I have an index in elasticsearch index which contains two fields called “header” and “control”. Both of these contain nested JSON structures. I’ve pasted a sample below and full example is attached.
master.systemx.trade.eod.control.zip (1.2 KB)
I’m running a query in Dremio like the below:
SELECT header, data.header.batchId AS batchId, control, “_index”, “_type”, “_uid”, “_id”
FROM ES.“master.systemx.trade.eod.control”.data AS data where data.header.batchId = ‘1517350156032’
When I profile the query which dremio pushes down to elasticsearch I see that dremio does a “select all” on the index whereas one would expect an ES query which filters on the “data.header.batchId”.
ElasticScan(table=[[ES, master.systemx.trade.eod.control, data]], resource=[master.systemx.trade.eod.control/data], columns=[[header
, control
, _index
, _type
, _uid
, _id
]], pushdown
=[{
“from” : 0,
“size” : 1000,
“query” : {
“match_all” : {
“boost” : 1.0
}
}
For indexes which are very large this simple query takes very long as dremio pulls all the data from the index in whereas the running a query using lucene directly on elasticsearch it is instantaneous.

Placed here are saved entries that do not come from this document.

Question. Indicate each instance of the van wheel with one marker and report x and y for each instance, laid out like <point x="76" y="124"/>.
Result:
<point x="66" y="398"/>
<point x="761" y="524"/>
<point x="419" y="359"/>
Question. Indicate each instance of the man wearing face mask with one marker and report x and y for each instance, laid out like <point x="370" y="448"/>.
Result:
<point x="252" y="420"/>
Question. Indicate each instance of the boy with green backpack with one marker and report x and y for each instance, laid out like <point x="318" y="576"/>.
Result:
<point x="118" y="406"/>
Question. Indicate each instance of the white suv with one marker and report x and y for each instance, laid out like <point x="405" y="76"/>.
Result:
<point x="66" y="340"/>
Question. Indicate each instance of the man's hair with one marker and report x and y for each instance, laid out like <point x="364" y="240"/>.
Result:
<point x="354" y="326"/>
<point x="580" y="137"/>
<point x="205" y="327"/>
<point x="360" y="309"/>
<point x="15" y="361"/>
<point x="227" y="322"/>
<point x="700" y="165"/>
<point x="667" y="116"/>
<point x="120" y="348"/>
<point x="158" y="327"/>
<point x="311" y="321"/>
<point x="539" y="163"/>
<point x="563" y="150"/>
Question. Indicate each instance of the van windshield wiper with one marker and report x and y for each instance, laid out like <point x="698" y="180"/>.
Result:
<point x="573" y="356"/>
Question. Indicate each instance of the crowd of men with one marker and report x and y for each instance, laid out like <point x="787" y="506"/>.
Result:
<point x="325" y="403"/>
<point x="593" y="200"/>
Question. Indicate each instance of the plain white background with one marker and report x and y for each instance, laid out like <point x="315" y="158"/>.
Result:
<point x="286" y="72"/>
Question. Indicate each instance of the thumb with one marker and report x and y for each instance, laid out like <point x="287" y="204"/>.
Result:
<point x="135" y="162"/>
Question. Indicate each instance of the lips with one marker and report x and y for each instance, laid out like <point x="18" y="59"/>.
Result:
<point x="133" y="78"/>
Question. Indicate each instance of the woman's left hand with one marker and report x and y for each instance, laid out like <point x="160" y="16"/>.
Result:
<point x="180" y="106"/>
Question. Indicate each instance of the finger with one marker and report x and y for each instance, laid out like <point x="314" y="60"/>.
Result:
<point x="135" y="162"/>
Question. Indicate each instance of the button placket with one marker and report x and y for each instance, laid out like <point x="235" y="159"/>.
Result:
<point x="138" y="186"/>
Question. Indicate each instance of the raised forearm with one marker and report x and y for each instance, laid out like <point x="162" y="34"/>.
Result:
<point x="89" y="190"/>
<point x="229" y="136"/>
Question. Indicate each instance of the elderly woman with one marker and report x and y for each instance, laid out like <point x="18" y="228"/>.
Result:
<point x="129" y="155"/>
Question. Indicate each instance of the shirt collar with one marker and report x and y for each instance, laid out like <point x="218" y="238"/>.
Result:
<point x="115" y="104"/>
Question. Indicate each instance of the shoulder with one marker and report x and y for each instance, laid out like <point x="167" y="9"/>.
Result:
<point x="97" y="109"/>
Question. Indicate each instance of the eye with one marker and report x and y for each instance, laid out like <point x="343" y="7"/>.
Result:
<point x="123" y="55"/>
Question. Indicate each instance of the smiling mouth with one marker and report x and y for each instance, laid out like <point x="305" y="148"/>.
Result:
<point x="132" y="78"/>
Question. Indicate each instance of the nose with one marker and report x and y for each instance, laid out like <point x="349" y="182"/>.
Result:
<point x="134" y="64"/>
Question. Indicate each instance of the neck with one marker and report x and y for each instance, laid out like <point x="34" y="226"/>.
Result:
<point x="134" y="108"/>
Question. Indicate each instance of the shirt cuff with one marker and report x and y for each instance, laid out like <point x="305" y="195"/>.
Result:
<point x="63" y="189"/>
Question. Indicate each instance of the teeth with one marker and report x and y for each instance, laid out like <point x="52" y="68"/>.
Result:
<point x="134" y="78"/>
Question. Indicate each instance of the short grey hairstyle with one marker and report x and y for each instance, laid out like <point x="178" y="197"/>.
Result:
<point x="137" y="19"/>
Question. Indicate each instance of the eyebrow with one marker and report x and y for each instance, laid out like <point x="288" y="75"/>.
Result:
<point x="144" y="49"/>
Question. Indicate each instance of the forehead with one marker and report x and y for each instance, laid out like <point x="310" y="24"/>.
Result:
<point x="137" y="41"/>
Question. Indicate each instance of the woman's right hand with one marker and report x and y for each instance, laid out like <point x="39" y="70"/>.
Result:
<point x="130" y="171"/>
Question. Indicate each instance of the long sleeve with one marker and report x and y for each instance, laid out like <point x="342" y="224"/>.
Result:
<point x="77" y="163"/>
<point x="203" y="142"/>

I know creating a reflection on the index definitely will help but is there a way for Dremio to push down the query to elasticsearch which would include the filter on the field which is part of a JSON structure or is this a limitation?
Sample from elasticsearch:
{
"_index" : "master.systemx.trade.eod.control",
"_type" : "data",
"_id" : "AWFJIXuEBISOowAUEIxL",
"_score" : 1.0,
"_source" : {
"header" : {
"messageId" : "systemx.ctrl.1517350386841",
"batchId" : "1517350156032",
"sourceSystem" : "systemx",
"secondarySourceSystem" : null,
"sourceSystemCreationTimestamp" : "2018-01-30T22:13:06.841Z",
"sentBy" : "systemx",
"sentTo" : "MYSYSTEM",
"messageType" : "Control",
"schemaVersion" : "0.4.16-SNAPSHOT",
"processing" : "Batch"
},
"control" : {
"action" : "End",
"subject" : "EOD",
"eodDate" : "2018-01-30",
"details" : "Trade Data Batch End",
"batchSizeIntended" : 33850,
"batchSizeSent" : 33850
}
}
},
{
"_index" : "master.systemx.trade.eod.control",
"_type" : "data",
"_id" : "AWJntEJZcqKwS7XmuU_E",
"_score" : 1.0,
"_source" : {
"header" : {
"messageId" : "systemx.ctrl.1522158289293",
"batchId" : "1522158098381",
"sourceSystem" : "systemx",
"secondarySourceSystem" : null,
"sourceSystemCreationTimestamp" : "2018-03-27T13:44:49.293Z",
"sentBy" : "systemx",
"sentTo" : "MYSYSTEM",
"messageType" : "Control",
"schemaVersion" : "0.4.21",
"processing" : "Batch"
},
"control" : {
"action" : "End",
"subject" : "EOD",
"eodDate" : "2018-03-23",
"details" : "Trade Data Batch End",
"batchSizeIntended" : 34525,
"batchSizeSent" : 34525
}
}
},
...